Have Google created enough of a Buzz around their new social networking platform to drag all you Gmailers’ attention away from Facebook ?
With loads of features (making this a very intimate service – we are told) and even getting Sergey Brin to put his weight behind it at its launch, Google are obviously hoping so ! Or will the peak in solar activity put a premature end to its geotagging feature and its allure ?
Will you be trying the new service (when it is available in the UK – doesn’t seem to be so far) or did the swell of hype from Google Wave leave you cold and unwilling to return to the water ?
In this particular my Google-fan-boy-mentality-early-adopter street-cred failed me and I almost missed the Buzz!

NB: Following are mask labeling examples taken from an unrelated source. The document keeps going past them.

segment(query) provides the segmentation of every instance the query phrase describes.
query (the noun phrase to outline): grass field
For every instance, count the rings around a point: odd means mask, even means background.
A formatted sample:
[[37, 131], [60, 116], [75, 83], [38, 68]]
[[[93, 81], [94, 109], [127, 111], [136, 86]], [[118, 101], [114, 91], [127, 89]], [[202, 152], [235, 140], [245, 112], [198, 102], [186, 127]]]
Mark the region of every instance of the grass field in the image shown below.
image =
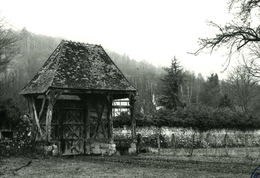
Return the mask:
[[260, 147], [231, 148], [229, 156], [224, 149], [179, 149], [174, 155], [170, 149], [160, 155], [149, 153], [113, 156], [84, 156], [35, 157], [28, 167], [17, 172], [11, 169], [24, 164], [29, 156], [0, 158], [0, 177], [250, 177], [260, 164]]

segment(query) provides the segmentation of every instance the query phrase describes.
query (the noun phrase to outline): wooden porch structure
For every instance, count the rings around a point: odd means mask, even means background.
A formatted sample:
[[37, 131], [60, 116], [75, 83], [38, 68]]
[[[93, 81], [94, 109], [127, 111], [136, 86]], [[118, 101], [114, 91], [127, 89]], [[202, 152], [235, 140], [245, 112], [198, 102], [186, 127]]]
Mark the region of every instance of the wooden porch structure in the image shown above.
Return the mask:
[[[129, 141], [136, 142], [137, 90], [101, 46], [63, 40], [20, 94], [33, 119], [34, 141], [75, 154], [92, 143], [114, 144], [113, 108], [130, 109]], [[113, 100], [126, 98], [129, 106], [113, 105]]]

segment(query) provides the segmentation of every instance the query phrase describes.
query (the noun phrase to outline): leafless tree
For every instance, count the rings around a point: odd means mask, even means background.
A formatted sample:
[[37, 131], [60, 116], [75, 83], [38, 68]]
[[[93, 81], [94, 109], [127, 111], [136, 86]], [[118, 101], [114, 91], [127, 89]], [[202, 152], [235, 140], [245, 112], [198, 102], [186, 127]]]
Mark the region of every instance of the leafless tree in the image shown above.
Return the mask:
[[6, 69], [17, 54], [19, 38], [9, 29], [3, 19], [0, 20], [0, 73]]
[[254, 82], [253, 77], [243, 67], [237, 66], [229, 73], [227, 79], [222, 83], [229, 96], [243, 112], [248, 113], [250, 109], [259, 101], [259, 86]]
[[[199, 38], [199, 49], [194, 52], [190, 53], [197, 55], [207, 49], [211, 53], [220, 47], [226, 47], [228, 51], [226, 61], [227, 65], [224, 70], [228, 66], [233, 53], [239, 52], [245, 47], [254, 49], [260, 42], [260, 25], [253, 26], [251, 19], [253, 9], [258, 10], [259, 14], [260, 1], [230, 0], [228, 5], [230, 10], [238, 9], [238, 11], [233, 13], [237, 20], [227, 23], [224, 26], [207, 21], [208, 25], [218, 29], [219, 32], [213, 37]], [[259, 18], [259, 15], [256, 16]]]

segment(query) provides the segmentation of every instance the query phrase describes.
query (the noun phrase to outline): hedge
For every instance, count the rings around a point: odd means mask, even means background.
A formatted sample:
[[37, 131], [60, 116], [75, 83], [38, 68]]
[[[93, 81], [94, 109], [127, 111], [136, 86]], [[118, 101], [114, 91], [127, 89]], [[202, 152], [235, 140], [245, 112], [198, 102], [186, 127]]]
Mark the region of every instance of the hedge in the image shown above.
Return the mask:
[[20, 107], [11, 98], [0, 100], [0, 127], [12, 128], [18, 125], [21, 114]]
[[[177, 108], [175, 111], [160, 109], [153, 116], [135, 114], [137, 126], [191, 127], [206, 131], [213, 128], [236, 128], [242, 129], [260, 128], [259, 115], [246, 114], [238, 108], [214, 108], [202, 105]], [[122, 113], [113, 119], [115, 127], [131, 125], [130, 115]]]

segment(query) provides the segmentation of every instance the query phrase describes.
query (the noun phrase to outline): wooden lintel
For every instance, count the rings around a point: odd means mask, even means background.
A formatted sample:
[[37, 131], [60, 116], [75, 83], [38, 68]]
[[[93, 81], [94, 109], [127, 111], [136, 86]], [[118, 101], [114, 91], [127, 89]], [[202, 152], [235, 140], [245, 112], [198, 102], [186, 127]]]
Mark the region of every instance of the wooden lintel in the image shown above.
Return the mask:
[[117, 90], [80, 90], [53, 88], [51, 90], [55, 92], [62, 92], [63, 93], [114, 93], [122, 94], [132, 94], [134, 93], [133, 91]]
[[[36, 121], [36, 124], [38, 127], [38, 130], [40, 132], [40, 134], [41, 135], [41, 137], [43, 140], [43, 136], [42, 135], [42, 130], [41, 129], [41, 127], [40, 126], [40, 124], [39, 123], [39, 120], [38, 120], [38, 117], [37, 115], [37, 112], [36, 111], [36, 107], [35, 106], [35, 102], [34, 102], [34, 99], [33, 97], [32, 97], [32, 105], [33, 106], [34, 109], [34, 116], [35, 117], [35, 120]], [[36, 134], [36, 133], [35, 134]]]
[[112, 108], [113, 109], [131, 109], [132, 106], [115, 105], [112, 106]]

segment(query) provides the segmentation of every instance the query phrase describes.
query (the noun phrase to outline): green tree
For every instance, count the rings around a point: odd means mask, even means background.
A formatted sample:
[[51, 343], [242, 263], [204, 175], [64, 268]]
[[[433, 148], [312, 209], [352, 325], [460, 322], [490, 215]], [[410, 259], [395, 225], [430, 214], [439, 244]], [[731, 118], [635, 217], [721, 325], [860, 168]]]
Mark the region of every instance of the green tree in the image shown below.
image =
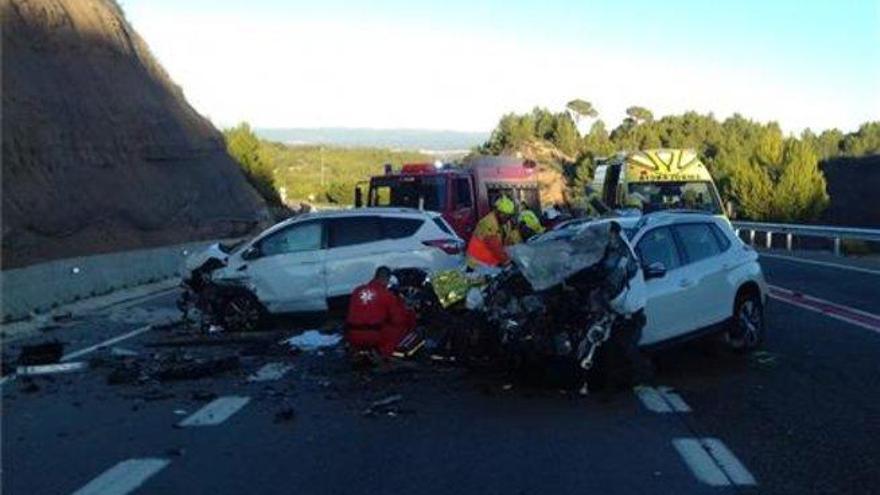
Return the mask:
[[580, 135], [574, 121], [568, 114], [560, 114], [556, 117], [553, 128], [553, 144], [559, 148], [559, 151], [568, 156], [575, 156], [580, 150]]
[[730, 195], [737, 207], [737, 216], [752, 220], [768, 220], [772, 214], [773, 181], [759, 165], [741, 161], [731, 167]]
[[632, 106], [626, 109], [626, 114], [635, 121], [636, 124], [644, 122], [652, 122], [654, 114], [645, 107]]
[[828, 206], [825, 176], [816, 153], [807, 143], [788, 139], [782, 174], [773, 195], [773, 217], [782, 221], [813, 220]]
[[223, 131], [226, 150], [238, 163], [248, 182], [270, 205], [280, 205], [281, 196], [275, 185], [275, 173], [266, 160], [259, 138], [247, 122]]
[[583, 117], [596, 118], [599, 116], [599, 112], [593, 107], [593, 104], [581, 99], [574, 99], [568, 102], [565, 105], [565, 108], [571, 111], [574, 114], [574, 118], [580, 122], [580, 119]]
[[866, 122], [859, 130], [846, 136], [843, 151], [847, 156], [864, 156], [880, 153], [880, 121]]

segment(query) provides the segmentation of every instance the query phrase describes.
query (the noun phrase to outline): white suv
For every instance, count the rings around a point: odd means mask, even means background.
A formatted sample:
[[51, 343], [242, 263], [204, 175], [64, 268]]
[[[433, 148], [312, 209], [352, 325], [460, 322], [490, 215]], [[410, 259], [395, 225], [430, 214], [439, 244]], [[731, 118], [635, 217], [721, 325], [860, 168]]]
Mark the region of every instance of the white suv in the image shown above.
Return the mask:
[[247, 289], [232, 303], [258, 303], [261, 312], [322, 311], [328, 299], [351, 294], [381, 265], [431, 274], [461, 266], [464, 246], [439, 213], [321, 211], [281, 222], [238, 247], [211, 280]]
[[767, 283], [758, 254], [719, 217], [661, 212], [621, 219], [642, 263], [647, 324], [641, 346], [721, 332], [738, 351], [764, 337]]

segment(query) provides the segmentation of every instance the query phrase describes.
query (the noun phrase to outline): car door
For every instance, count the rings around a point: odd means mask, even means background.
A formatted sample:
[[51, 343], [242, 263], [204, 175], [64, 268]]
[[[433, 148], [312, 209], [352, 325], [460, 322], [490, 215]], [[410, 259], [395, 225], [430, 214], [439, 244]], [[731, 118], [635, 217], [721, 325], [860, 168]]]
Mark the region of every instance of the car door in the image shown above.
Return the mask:
[[636, 243], [636, 255], [643, 267], [661, 263], [662, 277], [645, 280], [647, 322], [640, 344], [647, 345], [680, 335], [690, 327], [690, 287], [684, 283], [682, 256], [669, 227], [657, 227]]
[[683, 276], [692, 284], [693, 329], [730, 317], [733, 294], [727, 283], [729, 263], [725, 262], [712, 226], [695, 222], [676, 225], [673, 229], [685, 255]]
[[327, 297], [345, 296], [372, 279], [393, 248], [379, 216], [339, 217], [327, 223]]
[[258, 258], [243, 264], [247, 283], [272, 313], [326, 309], [323, 224], [295, 223], [256, 243]]
[[477, 224], [473, 186], [470, 177], [458, 177], [452, 187], [452, 213], [449, 223], [462, 239], [470, 239]]

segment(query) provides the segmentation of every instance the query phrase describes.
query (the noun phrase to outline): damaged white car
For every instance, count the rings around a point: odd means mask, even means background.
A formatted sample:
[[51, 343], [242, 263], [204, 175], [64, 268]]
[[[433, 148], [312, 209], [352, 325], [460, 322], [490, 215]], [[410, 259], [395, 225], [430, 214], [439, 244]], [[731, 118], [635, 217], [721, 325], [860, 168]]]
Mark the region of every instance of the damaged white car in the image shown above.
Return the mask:
[[[328, 210], [275, 225], [219, 263], [210, 261], [219, 253], [207, 256], [210, 265], [193, 268], [188, 280], [207, 291], [203, 313], [226, 328], [251, 330], [267, 314], [327, 310], [328, 301], [351, 294], [381, 265], [428, 274], [461, 266], [464, 247], [439, 213]], [[204, 283], [193, 283], [198, 279]]]

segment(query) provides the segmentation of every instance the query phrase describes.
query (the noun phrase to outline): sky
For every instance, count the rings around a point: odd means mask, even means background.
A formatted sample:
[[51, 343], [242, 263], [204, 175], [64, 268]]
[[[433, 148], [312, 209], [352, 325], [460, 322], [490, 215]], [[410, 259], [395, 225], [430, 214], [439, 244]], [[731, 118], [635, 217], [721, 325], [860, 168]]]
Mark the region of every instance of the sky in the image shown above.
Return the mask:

When I finally got around to turning Buzz on, on the 17th of February, it had already received quite a lot of bad press for being 1) an opt out system, 2) initially automatically following all your Gmail contacts and 3) not making it obvious how to correct any errors it might make in equating regular email contact with friendship.
Some long hours overtime in Mountain View seems to have corrected the worst of these, and it didn't seem that scary to me. Having now tried it for a day, all I can say that has potential. The fact that it's there, if you want it, right in your mail box is both interesting, exciting and at the same time also slightly disturbing. However, it's also brilliant in that email is still one technology that everyone uses, and if it takes off from there, the potential user-base is enormous.

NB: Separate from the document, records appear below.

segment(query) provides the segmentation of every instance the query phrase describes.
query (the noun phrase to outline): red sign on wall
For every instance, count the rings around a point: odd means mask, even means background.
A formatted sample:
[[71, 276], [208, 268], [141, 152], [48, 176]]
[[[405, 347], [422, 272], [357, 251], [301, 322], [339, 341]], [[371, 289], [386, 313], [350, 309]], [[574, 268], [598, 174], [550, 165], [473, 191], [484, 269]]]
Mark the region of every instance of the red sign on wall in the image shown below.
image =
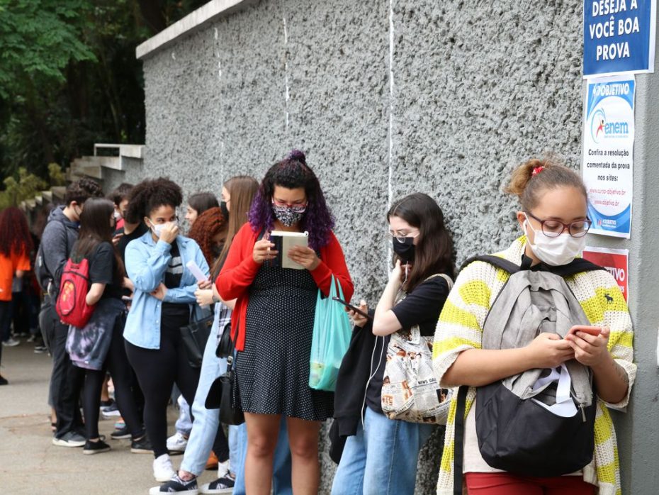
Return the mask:
[[583, 250], [583, 257], [606, 268], [618, 282], [620, 290], [625, 296], [625, 301], [629, 302], [629, 250], [587, 247]]

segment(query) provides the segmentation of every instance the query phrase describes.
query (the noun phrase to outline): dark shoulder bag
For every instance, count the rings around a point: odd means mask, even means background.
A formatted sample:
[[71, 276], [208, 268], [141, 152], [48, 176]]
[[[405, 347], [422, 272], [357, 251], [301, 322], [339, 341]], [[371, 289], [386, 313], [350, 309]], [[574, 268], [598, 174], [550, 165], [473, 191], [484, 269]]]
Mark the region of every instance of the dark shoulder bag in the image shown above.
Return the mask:
[[190, 317], [190, 323], [181, 327], [181, 338], [188, 355], [188, 362], [193, 368], [201, 368], [203, 360], [203, 351], [213, 328], [215, 315], [205, 316], [198, 320], [194, 311]]

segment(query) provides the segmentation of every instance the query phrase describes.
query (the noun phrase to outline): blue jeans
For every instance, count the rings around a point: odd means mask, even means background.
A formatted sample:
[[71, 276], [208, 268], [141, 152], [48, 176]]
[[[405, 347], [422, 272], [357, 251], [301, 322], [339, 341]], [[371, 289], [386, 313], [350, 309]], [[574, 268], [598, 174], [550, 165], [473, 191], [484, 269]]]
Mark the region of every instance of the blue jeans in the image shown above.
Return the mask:
[[[231, 470], [236, 474], [233, 495], [245, 495], [245, 457], [247, 456], [247, 427], [229, 427], [229, 450], [231, 452]], [[293, 495], [291, 484], [291, 450], [288, 449], [288, 432], [286, 418], [281, 417], [279, 437], [272, 461], [272, 493], [274, 495]]]
[[[208, 396], [210, 386], [216, 378], [227, 370], [227, 360], [220, 359], [215, 355], [219, 332], [218, 317], [216, 311], [210, 335], [203, 351], [199, 384], [197, 386], [194, 401], [192, 403], [194, 422], [192, 423], [192, 430], [190, 432], [188, 445], [181, 463], [181, 469], [191, 472], [196, 476], [199, 476], [203, 472], [215, 434], [220, 428], [220, 409], [207, 409], [205, 407], [206, 397]], [[178, 426], [176, 429], [180, 431]]]
[[419, 451], [432, 430], [366, 407], [364, 428], [346, 441], [332, 495], [413, 495]]

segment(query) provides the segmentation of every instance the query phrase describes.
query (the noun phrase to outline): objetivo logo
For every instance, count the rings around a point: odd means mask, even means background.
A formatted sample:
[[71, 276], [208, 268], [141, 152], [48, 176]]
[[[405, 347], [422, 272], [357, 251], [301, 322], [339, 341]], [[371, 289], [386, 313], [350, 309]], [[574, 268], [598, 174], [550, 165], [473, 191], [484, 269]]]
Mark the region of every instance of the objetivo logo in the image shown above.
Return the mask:
[[590, 135], [597, 143], [604, 139], [626, 138], [629, 135], [629, 124], [624, 121], [609, 122], [604, 109], [597, 109], [590, 117]]

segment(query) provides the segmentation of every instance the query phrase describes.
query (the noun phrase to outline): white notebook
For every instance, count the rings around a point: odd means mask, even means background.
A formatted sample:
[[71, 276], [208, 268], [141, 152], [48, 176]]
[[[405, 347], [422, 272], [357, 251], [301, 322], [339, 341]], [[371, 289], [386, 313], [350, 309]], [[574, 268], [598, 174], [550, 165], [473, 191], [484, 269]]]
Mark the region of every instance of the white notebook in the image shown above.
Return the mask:
[[276, 258], [270, 260], [270, 266], [305, 269], [305, 267], [288, 257], [288, 251], [293, 246], [308, 245], [308, 232], [287, 232], [286, 230], [273, 230], [270, 233], [270, 242], [275, 245], [274, 249], [278, 251]]

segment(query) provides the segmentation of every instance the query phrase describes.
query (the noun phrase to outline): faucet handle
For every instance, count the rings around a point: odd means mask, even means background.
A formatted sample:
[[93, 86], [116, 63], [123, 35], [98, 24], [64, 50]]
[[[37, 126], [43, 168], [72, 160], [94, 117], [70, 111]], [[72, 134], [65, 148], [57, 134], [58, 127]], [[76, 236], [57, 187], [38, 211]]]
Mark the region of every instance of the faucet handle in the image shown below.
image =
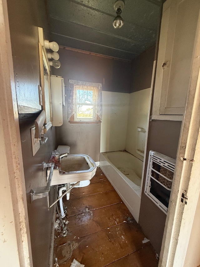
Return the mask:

A few members of the learning community are already using it, and I am following them there as well as on a number of another channels. And it'll be interesting to see what happens.

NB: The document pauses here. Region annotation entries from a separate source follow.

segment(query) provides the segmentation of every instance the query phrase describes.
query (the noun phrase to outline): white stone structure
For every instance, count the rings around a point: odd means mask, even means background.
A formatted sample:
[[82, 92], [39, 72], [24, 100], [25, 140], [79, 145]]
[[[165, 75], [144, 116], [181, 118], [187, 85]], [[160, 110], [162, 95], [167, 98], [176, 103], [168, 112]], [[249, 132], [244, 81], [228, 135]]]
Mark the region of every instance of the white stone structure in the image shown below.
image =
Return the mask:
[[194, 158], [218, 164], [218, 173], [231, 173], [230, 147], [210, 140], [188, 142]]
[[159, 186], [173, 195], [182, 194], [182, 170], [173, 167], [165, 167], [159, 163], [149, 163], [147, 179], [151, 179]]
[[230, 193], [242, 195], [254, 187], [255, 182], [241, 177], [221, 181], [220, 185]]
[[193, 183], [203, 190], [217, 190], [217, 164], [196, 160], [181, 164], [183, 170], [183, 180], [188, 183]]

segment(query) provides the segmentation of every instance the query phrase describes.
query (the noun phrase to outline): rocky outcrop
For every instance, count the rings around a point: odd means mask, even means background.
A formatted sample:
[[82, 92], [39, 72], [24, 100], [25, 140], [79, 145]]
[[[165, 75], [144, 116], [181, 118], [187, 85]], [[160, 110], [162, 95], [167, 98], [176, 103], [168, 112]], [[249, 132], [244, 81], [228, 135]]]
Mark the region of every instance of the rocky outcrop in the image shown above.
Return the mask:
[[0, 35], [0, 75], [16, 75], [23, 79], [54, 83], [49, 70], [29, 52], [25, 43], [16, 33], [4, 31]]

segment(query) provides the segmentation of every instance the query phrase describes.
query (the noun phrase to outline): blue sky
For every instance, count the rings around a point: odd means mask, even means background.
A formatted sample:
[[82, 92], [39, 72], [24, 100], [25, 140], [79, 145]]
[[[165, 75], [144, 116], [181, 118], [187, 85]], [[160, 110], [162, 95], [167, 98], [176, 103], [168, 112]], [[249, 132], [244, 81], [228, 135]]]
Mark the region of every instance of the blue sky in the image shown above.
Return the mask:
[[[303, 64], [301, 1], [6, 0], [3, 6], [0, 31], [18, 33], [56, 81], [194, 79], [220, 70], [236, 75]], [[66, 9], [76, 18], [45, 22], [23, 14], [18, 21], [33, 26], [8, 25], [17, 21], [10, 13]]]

I would expect to see more of Google's services joining available the Buzz social network and there'll be sufficient ways to link to other services to keep the anti-monopoly police quiet.
However, having just watched The Virtual Revolution's slightly scary documentary on the "the cost of free?", I begin to wonder about just what unexpected consequences lie just around the corner.
Are we driving headlong to a bright and shiny new social tomorrow … or are we lemmings rushing towards the cliff?